Top publishers are wary of programmatic ad buying. They know a few things. One is that many advertisers are enthusiastic about buying this way, particularly when they can target specific audiences and leave the rest. The other is that this often leads to lower overall CPMs as the wheat is separated from the chaff.
For most, that’s meant a grudging acceptance of data-fueled ad buying, machine to machine. The middle ground has mostly been through private exchanges and direct pipes to agency trading desks, complete with safeguards to protect the publisher from getting taken to the cleaners. But is this possible?
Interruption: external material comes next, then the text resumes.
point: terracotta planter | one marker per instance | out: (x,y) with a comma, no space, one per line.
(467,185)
Walker Jacobs, evp of digital ad sales at Turner and a regular scourge of programmatic buying evangelists, thinks this is a fool’s errand. He makes a persuasive case in Adexchanger that “no media company … is exceptional at selling both context and brands and selling audience … because those two strategies are at odds with each other. “
That comes back to the identity crisis Internet advertising has long faced. It talks the game of brand advertising, which is premised on high-quality content and spotless environments, but it has set up a system of cherry-picked impressions and click counting ready-made for direct marketing. Premium publishers regularly lament the commoditization of their advertising placements. And yet, at the same time, the No. 1 desire for RTB buyers is for more quality inventory. Turner has made the decision to just say no:
It’s a very funny thing, because to the untrained eye, we might seem like an unsophisticated old media company that is scared to embrace technology. The opposite couldn’t be much closer to the truth. We’ve invested a tremendous amount in technology and understanding our audiences, and being able to develop analytics and insights to marketing partners, leveraging the same and similar technologies that audience-based targeting harnesses. We believe the downside of RTB and private exchanges is that it fragments audiences.
Turner, with high-end content like the NCAA basketball championships and, now, Funny or Die, can get away with this absolutist approach. The question is whether other premium content publishers could — and should — follow suit.